El silencio persiste y tengo una idea del motivo. Lo planteó, a su manera, Juan José Saer cuando celebró la aparición simultánea de Reanudación y Le Voyageur y lanzó algunos reproches al ambiente del momento (hace dos décadas): “En las antípodas de ese rigor, la pretendida inocencia artística que la impostura literaria preconiza en la actualidad no puede tener más que dos causas posibles: en el mejor de los casos, la inepcia; en el peor, el más sórdido comercio”. El nombre de Alain Robbe-Grillet incomoda porque se asocia a una idea de la escritura regida por la máxima exigencia y la radicalidad formal, a la posibilidad de no ser entendido. Los artículos que reunió en Por una nueva novela (1963), que constituyen una suerte de manifiesto, iluminan un período de discusión sobre la historia y los procedimientos del arte narrativo; hoy se debaten –para mantenemos en campo francés– las provocaciones temáticas de Houellebecq. “Hablar del contenido de una novela como de algo independiente de su forma equivale a eliminar al género entero del dominio del arte”, leemos en “Sobre algunas nociones permitidas”, uno de los ensayos en los que Robbe-Grillet buscó problematizar el estatuto de lo humano en la novela moderna y que, al margen de algunas marcas de época, siguen diciendo cosas al lector de hoy.
¿Hay motivos para leer, ahora, libros como Proyecto para una revolución en Nueva York (1970)? De sobra, al menos para quien aún aspira a relacionarse con la literatura, pero citemos uno: la prosa. De desconcertante precisión, capaz de hacernos mirar a través de las palabras, hay en la escritura del francés una cadencia singular. Sus famosas descripciones se sostienen en un ritmo donde reverberan los motivos del relato, y tendrían que entenderse al margen de la lógica referencial: lo que se nos hace ver no es una realidad exterior a la novela, sino el mundo que se está creando ante nuestros ojos. Sus tramas se sitúan en Hong Kong, Nueva York o Berlín, pero no son las ciudades que puede visitar el turista sino construcciones ficcionales que juegan con los tópicos para introducir transgresiones diversas. A un término tan devaluado a estas alturas como provocador Robbe-Grillet lo encarnó a través de la proliferación de imágenes textuales y visuales que minan constantemente las certezas del lector, para involucrarlo activamente en la creación del relato. No fue un proveedor de significados sino un instigador de disensos.

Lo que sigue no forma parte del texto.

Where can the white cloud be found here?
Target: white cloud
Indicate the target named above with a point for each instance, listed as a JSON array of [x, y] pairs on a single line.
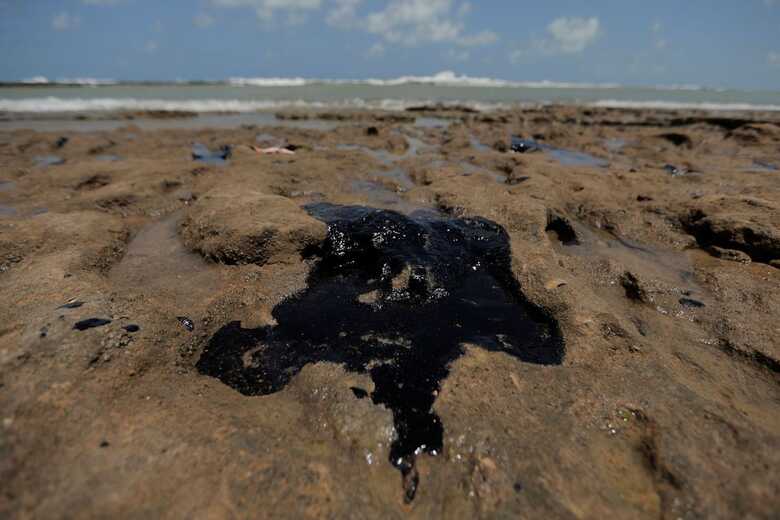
[[457, 55], [65, 21], [265, 9], [202, 20], [573, 35], [413, 22], [400, 22], [375, 51], [658, 35], [564, 36], [344, 14]]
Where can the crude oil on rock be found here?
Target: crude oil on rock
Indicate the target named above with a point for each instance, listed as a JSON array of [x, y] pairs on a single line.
[[397, 320]]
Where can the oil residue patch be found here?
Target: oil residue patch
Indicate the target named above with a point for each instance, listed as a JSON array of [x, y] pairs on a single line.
[[394, 297]]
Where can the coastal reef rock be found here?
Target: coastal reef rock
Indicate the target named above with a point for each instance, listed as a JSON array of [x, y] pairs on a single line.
[[735, 224], [393, 297], [234, 225]]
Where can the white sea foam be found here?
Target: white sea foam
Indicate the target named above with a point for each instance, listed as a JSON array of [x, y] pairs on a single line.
[[445, 78], [674, 105], [87, 82], [58, 105]]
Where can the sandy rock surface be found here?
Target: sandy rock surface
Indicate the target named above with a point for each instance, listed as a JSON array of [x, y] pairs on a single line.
[[663, 281]]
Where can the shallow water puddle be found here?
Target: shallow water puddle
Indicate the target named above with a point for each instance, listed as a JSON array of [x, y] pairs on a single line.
[[672, 268], [615, 144], [432, 122], [377, 194], [470, 169], [395, 297], [563, 156], [571, 158], [108, 158], [158, 265]]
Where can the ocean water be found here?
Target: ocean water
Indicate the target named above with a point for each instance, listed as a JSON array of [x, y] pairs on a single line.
[[40, 95]]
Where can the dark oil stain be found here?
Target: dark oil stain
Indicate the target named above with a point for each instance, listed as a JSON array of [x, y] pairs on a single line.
[[48, 160], [71, 305], [90, 323], [691, 303], [202, 154], [395, 297], [186, 323], [360, 393]]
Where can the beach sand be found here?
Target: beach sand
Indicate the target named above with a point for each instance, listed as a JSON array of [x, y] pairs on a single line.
[[651, 238]]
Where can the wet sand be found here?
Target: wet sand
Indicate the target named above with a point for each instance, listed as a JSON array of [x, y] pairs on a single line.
[[647, 242]]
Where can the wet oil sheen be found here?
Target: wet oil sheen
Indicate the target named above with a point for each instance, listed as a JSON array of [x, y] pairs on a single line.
[[395, 297]]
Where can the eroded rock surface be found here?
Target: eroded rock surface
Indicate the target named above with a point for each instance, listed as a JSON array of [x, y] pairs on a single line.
[[234, 225]]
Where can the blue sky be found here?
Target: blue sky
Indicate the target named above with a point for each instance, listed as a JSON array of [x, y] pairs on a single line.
[[726, 43]]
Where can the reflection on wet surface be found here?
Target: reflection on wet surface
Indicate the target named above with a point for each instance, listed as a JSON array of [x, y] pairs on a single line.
[[761, 167], [108, 158], [470, 169], [614, 144], [437, 284], [570, 158], [672, 268], [563, 156]]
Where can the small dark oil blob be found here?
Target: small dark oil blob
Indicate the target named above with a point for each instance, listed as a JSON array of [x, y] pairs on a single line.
[[562, 229], [203, 154], [520, 145], [634, 289], [91, 323], [434, 282], [673, 170], [690, 302], [186, 322], [359, 392], [71, 305]]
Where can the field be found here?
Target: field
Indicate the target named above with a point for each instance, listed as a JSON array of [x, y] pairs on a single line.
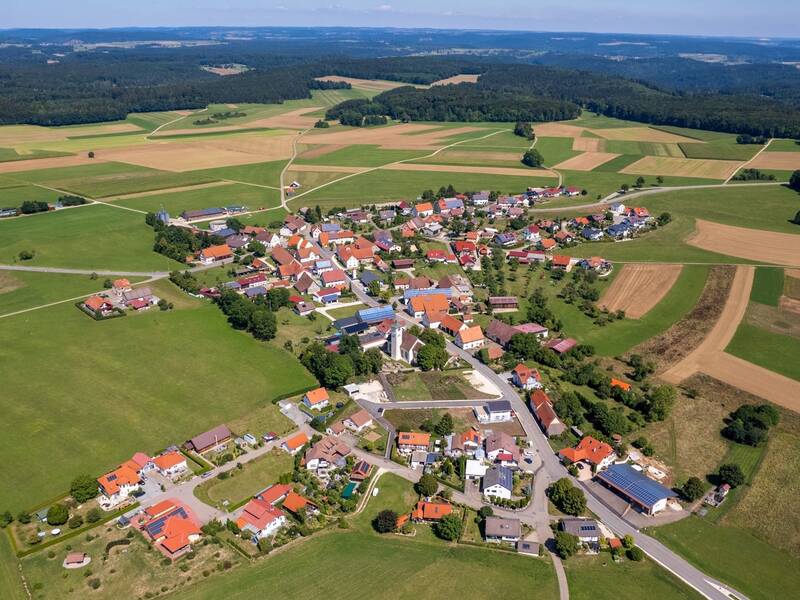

La obra de Alain Robbe-Grillet es incómoda por que nos recuerda, línea por línea, que hay una exigencia en la escritura, al margen de cualquier búsqueda poética específica: rechazar la mediocridad. Para no confundirnos con el término resultan muy útiles las palabras de una personaje de Lectura fácil, de Cristina Morales: “Mediocre no es un corredor que queda el vigesimoctavo en la clasificación, no. Ese puede ser, simplemente, un mal corredor. Mediocre es el ganador de la carrera que en el podio agradece su victoria al banco o a la petrolera que lo patrocina”. Mediocre es el integrado, en suma: el que concibe a su obra y a sí mismo como producto, como mercancía.